Received-SPF: pass (google.com: domain of linux-kernel-owner@vger.kernel.org designates 23.128.96.36 as permitted sender) client-ip=23.128.96.36;
Subject: Re: [PATCH 2/3] Revert "bpf: Fix issue in verifying allow_ptr_leaks"
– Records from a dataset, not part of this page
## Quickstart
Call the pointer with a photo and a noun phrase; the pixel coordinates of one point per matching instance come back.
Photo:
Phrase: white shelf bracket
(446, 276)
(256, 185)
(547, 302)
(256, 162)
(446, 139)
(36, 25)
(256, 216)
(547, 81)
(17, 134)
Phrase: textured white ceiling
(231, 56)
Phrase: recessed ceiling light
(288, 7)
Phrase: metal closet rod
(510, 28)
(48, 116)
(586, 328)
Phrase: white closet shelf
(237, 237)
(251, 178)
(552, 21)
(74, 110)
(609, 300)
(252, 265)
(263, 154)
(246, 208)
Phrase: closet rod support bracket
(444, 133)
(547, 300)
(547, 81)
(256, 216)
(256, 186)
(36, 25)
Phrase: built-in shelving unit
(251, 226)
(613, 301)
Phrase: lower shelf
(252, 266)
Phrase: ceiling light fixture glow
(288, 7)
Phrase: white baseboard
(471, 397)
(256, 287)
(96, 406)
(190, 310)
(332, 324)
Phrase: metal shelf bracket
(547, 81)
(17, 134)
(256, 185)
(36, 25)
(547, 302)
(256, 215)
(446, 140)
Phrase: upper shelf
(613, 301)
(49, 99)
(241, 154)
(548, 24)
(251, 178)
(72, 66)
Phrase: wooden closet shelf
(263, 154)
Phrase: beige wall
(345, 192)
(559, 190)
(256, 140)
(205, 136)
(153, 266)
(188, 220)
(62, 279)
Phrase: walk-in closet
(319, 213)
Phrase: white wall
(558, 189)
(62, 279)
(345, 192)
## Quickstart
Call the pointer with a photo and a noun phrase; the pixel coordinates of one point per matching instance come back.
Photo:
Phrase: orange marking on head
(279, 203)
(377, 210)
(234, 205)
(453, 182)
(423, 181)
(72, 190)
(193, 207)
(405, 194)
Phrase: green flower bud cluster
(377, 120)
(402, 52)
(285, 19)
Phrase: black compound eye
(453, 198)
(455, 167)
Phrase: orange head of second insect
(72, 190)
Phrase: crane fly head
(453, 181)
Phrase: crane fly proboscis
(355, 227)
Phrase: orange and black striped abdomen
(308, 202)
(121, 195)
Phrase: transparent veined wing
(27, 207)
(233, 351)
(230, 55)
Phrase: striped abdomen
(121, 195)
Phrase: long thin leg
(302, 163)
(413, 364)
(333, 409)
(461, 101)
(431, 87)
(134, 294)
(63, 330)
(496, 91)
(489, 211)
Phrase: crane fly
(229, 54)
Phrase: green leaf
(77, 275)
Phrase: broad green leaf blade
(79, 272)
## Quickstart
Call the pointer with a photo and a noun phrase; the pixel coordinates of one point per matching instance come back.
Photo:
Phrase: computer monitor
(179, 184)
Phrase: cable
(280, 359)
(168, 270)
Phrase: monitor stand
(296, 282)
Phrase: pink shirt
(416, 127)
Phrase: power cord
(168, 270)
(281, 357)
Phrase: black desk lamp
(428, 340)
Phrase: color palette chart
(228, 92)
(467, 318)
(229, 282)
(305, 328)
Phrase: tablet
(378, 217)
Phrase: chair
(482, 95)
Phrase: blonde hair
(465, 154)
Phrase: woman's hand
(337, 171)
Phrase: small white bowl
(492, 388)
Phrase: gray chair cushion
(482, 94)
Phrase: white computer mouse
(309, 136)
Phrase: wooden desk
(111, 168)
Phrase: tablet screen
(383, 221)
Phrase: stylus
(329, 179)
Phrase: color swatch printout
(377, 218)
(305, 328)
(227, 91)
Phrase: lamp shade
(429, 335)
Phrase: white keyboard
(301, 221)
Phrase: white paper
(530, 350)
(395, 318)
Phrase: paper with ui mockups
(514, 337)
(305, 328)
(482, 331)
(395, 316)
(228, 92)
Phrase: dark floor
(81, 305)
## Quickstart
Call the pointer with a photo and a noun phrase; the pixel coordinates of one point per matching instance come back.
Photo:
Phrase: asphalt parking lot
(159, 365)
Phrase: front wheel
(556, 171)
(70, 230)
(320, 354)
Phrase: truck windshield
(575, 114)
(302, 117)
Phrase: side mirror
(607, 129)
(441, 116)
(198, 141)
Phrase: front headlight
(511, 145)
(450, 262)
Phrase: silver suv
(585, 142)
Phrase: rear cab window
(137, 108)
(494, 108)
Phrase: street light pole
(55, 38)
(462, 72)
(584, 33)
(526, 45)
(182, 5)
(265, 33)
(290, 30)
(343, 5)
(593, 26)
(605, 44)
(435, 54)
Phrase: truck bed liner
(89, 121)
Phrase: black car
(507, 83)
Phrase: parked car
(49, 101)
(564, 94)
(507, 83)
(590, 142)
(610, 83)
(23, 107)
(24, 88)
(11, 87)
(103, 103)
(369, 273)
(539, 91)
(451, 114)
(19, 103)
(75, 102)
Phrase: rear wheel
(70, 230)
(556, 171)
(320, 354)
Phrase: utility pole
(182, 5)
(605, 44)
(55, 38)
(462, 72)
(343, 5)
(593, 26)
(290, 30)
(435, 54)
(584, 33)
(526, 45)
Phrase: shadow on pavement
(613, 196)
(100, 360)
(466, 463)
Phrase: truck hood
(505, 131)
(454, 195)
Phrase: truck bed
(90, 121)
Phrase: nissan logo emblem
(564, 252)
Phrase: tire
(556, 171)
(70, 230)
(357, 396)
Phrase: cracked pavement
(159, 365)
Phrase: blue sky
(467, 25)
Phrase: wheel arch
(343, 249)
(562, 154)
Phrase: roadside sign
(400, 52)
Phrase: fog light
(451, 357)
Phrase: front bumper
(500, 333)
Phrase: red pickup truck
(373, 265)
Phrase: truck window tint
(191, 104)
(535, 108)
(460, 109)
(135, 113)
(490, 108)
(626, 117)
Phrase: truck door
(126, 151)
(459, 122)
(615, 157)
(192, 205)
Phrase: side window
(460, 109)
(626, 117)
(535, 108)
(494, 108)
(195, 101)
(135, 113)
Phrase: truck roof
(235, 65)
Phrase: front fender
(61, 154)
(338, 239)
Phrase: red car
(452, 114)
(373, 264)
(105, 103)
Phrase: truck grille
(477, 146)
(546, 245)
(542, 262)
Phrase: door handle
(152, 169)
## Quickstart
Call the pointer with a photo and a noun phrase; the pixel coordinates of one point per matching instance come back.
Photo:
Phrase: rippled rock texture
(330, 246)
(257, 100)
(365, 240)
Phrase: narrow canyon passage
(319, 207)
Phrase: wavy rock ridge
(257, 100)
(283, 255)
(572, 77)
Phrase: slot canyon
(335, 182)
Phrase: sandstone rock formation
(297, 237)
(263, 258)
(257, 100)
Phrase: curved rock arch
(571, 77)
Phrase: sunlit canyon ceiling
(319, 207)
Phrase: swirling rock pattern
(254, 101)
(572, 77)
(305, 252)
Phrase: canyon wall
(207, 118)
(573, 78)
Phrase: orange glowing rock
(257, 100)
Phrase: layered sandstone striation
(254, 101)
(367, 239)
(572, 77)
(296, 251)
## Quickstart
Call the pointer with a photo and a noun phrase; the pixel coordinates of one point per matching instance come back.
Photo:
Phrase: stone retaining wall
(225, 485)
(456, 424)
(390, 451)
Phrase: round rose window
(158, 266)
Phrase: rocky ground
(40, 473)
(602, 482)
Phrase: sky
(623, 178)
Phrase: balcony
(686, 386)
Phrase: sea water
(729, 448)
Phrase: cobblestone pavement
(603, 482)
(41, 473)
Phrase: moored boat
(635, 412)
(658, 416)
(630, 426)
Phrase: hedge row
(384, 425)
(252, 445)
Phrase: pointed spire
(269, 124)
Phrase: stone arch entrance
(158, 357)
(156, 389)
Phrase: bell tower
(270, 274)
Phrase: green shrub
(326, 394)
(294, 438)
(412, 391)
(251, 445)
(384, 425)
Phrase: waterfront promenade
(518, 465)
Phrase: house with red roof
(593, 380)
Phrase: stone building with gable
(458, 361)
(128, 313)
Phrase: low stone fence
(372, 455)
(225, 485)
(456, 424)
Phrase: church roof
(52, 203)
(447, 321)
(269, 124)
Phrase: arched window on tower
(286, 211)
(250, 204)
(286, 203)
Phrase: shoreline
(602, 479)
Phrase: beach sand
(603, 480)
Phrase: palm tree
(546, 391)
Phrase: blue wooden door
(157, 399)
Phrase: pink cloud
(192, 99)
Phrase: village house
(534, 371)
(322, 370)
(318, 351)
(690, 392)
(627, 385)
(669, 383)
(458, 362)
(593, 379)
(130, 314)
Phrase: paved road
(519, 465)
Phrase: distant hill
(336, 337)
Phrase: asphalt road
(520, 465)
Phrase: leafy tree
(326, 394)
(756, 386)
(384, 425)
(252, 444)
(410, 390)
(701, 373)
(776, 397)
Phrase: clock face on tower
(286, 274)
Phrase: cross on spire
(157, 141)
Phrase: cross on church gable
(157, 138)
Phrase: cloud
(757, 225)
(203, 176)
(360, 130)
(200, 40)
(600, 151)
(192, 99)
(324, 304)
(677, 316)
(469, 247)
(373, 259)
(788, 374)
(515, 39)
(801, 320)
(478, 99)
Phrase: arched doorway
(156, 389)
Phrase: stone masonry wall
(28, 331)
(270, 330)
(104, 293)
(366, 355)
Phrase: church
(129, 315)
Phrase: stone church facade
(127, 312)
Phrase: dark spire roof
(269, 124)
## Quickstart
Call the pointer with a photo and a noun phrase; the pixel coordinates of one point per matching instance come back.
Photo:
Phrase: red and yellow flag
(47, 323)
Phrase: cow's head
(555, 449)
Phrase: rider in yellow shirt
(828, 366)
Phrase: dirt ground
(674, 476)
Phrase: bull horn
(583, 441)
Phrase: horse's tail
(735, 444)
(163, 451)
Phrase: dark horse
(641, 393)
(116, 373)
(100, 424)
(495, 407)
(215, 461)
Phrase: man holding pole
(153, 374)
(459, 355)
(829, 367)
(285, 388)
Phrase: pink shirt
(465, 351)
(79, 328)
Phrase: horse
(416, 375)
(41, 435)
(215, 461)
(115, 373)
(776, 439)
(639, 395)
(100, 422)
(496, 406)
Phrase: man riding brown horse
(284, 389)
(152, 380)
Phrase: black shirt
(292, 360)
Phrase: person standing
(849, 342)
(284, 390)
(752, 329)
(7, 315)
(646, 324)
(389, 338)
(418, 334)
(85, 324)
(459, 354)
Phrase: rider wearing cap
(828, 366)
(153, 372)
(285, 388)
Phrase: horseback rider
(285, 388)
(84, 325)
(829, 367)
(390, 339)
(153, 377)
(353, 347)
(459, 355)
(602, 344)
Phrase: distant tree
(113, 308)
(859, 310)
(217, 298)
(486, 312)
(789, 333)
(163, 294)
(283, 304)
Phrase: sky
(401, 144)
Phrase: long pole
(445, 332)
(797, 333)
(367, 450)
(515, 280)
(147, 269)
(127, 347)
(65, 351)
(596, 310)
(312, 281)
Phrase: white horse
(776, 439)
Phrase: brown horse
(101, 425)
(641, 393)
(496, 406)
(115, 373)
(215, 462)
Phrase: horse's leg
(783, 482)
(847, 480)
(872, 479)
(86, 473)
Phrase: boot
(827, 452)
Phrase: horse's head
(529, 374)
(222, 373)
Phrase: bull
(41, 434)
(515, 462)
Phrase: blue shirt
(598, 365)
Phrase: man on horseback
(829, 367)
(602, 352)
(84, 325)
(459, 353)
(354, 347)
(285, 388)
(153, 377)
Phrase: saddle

To:     Yafang Shao <laoar.shao@gmail.com>,
        Luis Gerhorst <gerhorst@cs.fau.de>
Cc:     alexei.starovoitov@gmail.com, andrii@kernel.org, ast@kernel.org,
        bpf@vger.kernel.org, haoluo@google.com, john.fastabend@gmail.com,
        jolsa@kernel.org, kpsingh@kernel.org, martin.lau@linux.dev,
        sdf@google.com, song@kernel.org, yonghong.song@linux.dev,
        mykolal@fb.com, shuah@kernel.org, gerhorst@amazon.de,
        iii@linux.ibm.com, linux-kselftest@vger.kernel.org,
        linux-kernel@vger.kernel.org,
        Hagar Gamal Halim Hemdan <hagarhem@amazon.de>,
        Puranjay Mohan <puranjay12@gmail.com>
References: <CAADnVQLid7QvukhnqRoY2VVFi1tCfkPFsMGUUeHDtCgf0SAJCg@mail.gmail.com>
 <20230913122827.91591-1-gerhorst@amazon.de>
 <CALOAHbAswO78gQ+D6yOupi5Hx_i3xqHQFrjGdWR=EhdVvV3ZkA@mail.gmail.com>
 <e15dea4b-f6a5-a37d-1660-406bca5a0026@cs.fau.de>
 <CALOAHbA3acaZGoxsiahmzh23rzsqGWbATkdF4bK-OUeCWzUYgw@mail.gmail.com>
From:   Daniel Borkmann <daniel@iogearbox.net>
Message-ID: <b4fc15f7-b204-767e-ebb9-fdb4233961fb@iogearbox.net>
Date:   Tue, 19 Sep 2023 08:43:11 +0200
User-Agent: Mozilla/5.0 (X11; Linux x86_64; rv:60.0) Gecko/20100101
 Thunderbird/60.7.2
MIME-Version: 1.0
In-Reply-To: <CALOAHbA3acaZGoxsiahmzh23rzsqGWbATkdF4bK-OUeCWzUYgw@mail.gmail.com>
Content-Type: text/plain; charset=utf-8; format=flowed
Content-Language: en-US
Content-Transfer-Encoding: 8bit
Precedence: bulk

On 9/19/23 5:43 AM, Yafang Shao wrote:
> On Mon, Sep 18, 2023 at 7:52 PM Luis Gerhorst <gerhorst@cs.fau.de> wrote:
>> On 15/09/2023 04:26, Yafang Shao wrote:
>>> On Wed, Sep 13, 2023 at 8:30 PM Luis Gerhorst <gerhorst@amazon.de> wrote:
>>>>
>>>> This reverts commit d75e30dddf73449bc2d10bb8e2f1a2c446bc67a2.
>>>>
>>>> To mitigate Spectre v1, the verifier relies on static analysis to deduct
>>>> constant pointer bounds, which can then be enforced by rewriting pointer
>>>> arithmetic [1] or index masking [2]. This relies on the fact that every
>>>> memory region to be accessed has a static upper bound and every date
>>>> below that bound is accessible. The verifier can only rewrite pointer
>>>> arithmetic or insert masking instructions to mitigate Spectre v1 if a
>>>> static upper bound, below of which every access is valid, can be given.
>>>>
>>>> When allowing packet pointer comparisons, this introduces a way for the
>>>> program to effectively construct an accessible pointer for which no
>>>> static upper bound is known. Intuitively, this is obvious as a packet
>>>> might be of any size and therefore 0 is the only statically known upper
>>>> bound below of which every date is always accessible (i.e., none).
>>>>
>>>> To clarify, the problem is not that comparing two pointers can be used
>>>> for pointer leaks in the same way in that comparing a pointer to a known
>>>> scalar can be used for pointer leaks. That is because the "secret"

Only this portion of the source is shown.